2023年を振り返って
デフレからインフレ社会へ
日銀は2023~24年度の消費者物価指数の前年度比上昇の見通しを引き上げ、23、24年度とも2.8%にした。22年度の実績(3%)を含めれば3年連続で2%の物価上昇目標を上回る。(日経朝刊23.11.1)
日本経済は、長期の低成長・デフレ経済から抜け出し、インフレ傾向が持続する社会へと変貌を遂げたが、給与所得の伸びからインフレ率を差し引いた実質賃金は、依然マイナス傾向が続き、庶民の実感としては、食料品・水光熱費が高騰した分だけ生活費を削るという自衛策しかない。
労働力不足はあらゆる業界の共通の困難な課題となっており、社会の失業率全体は低く抑えられているものの、中小企業の給与・賃金の引き上げ原資は乏しく、中小企業は人件費の増加か、省力化機械設備投資かという選択を迫られており、必要資金の割には、売上増加や生産性の向上・利益に結びつかず、将来の後継者問題も大きな問題となっている。
自動車関連産業の最高益
好調な日本の産業を牽引する自動車業界であるが、トヨタ自動車系の主要8社の業績は特に好調で、2023年4~9月期連結決算では、デンソー、アイシン、豊田自動織機など全社が24年3月期の純利益予想を上方修正した。そのうち5社は最高益を見込む。車の生産回復や円安の効果が、部品メーカーや商社にも波及している。
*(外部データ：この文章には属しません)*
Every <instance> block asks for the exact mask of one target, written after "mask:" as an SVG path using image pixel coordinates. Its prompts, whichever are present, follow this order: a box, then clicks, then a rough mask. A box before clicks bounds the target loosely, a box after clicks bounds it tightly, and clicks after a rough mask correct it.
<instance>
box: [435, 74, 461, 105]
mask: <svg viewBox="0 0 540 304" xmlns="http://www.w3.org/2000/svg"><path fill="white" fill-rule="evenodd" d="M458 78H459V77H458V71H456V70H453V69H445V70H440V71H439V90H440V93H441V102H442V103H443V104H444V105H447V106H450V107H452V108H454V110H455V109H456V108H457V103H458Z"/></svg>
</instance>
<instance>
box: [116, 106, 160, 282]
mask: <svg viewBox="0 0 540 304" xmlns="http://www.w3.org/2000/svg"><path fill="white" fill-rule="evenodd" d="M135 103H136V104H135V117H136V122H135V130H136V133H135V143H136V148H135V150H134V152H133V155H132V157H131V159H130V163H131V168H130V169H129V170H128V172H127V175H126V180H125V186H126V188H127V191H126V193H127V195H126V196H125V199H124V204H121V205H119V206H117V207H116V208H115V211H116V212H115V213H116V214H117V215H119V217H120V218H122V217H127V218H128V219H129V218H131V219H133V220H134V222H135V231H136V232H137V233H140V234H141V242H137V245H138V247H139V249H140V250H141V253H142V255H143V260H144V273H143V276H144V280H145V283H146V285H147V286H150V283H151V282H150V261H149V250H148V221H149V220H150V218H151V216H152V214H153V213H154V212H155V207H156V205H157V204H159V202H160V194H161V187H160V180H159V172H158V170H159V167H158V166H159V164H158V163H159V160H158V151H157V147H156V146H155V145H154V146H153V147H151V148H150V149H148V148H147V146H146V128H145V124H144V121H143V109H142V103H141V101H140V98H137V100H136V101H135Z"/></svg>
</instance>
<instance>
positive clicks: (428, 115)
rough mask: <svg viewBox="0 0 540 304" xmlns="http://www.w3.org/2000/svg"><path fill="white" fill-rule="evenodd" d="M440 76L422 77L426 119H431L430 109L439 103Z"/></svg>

上場企業の4~9月期決算の集計は純利益は3割増と最高益を更新するペースである。
EV競争にも変化が
世界各国は様々な思惑により、急速に自動車のEV化へと市場の舵を切ったが、その製造コストの約半分を占める電池の製造コストの鍵となる希少金属・リチウムなどの資源を産出する国とその開発権利を確保したメーカーが優位となったが、その電池の製造技術の開発は困難を極め、電池の量産化の壁は厚く、簡単にはその製造量は倍増できない。世界から投資を呼び込み自動車技術を巧みに取り入れた中国のEVを含む自動車生産台数は世界最大となった。地球温暖化問題の分野で、先導的な目標を定め、主導的な役割を演じたEUも、資源の壁、エネルギーコストの壁に阻まれ、先行投資に見合うだけの利益を手にできそうにない。
膨張する世界の債務
2008年のリーマンショック時より世界全体の債務は数倍に増加したという。コロナ禍からの脱却を目指した中央政府・銀行による過剰なファイナンス、ポピュリズム的な政策によるバラマキは留まることを知らず、過剰な資金供給は地政学的危機と相まって、各国はエネルギーと資源の確保に走り、世界的なインフレを招来し、今度はインフレを抑えるための高金利政策に世界が一斉に舵を切った結果、今後各国で景気後退に直面すると見られている。国家債務の増加傾向は世界共通である。異様に膨らんだ世界の債務の清算は如何なる形で訪れるのだろうか。世界的な過剰流動性がもたらす、様々な急変動リスクが今後の世界を襲うだろうと識者は警鐘を鳴らしている。
アメリカの好調な経済と政策金利の高止まりとその影響
アメリカは来年の大統領選挙を前に、様々な社会的な課題を抱えてはいるが、経済は粘り強く、マグニフィセント7と言われる世界的な主要ITテクノロジー企業は宇宙開発・SNS・衛星通信・クラウド分野から、インターネット誕生以上のインパクトを全産業に及ぼすといわれる生成AI技術の発展に重心を移し、アメリカ経済を牽引している。経済のソフトランディングは可能といわれている。政策金利は上限に達しており、来年は利下げが見込まれているが、当面は高金利の高原状態が続きそうだ。質・量ともに世界最大の金融の拠点である米国の金利動向と経済活動の動向は、今後も世界経済に最大の影響を及ぼすと見られている。
日本再評価の動き
そんな中で、日本は地政学的攪乱要因も比較的少なく、比較的安定的な政治環境と共に、コロナ禍からの消費の回復、特に好調なインバウンド観光・旅行・宿泊需要、円安進行による製造業の好調な輸出、飲食業の回復、デパートの高級品の売れ行き好調、インフレ率に対応した来年の3%以上の賃上げ期待、半導体産業挽回への政府に積極的な支援投資策、東証の改革、新NISAによる投資意欲拡大など、経済好転の要因がいくつも見えつつある。無論、人口減少・少子高齢化対策、所得格差の拡大、都市と途方の格差、その解決が見通せない財政問題など多くの課題はあるものの、その環境変化への対応力と、多彩な自然環境と魅力に富んだ文化的風土を育んだ国民性、世界で目覚ましい活躍をする各界スポーツ選手、日本各地でインフラと都市開発が進み、日本の不動産・株式投資への関心は高い。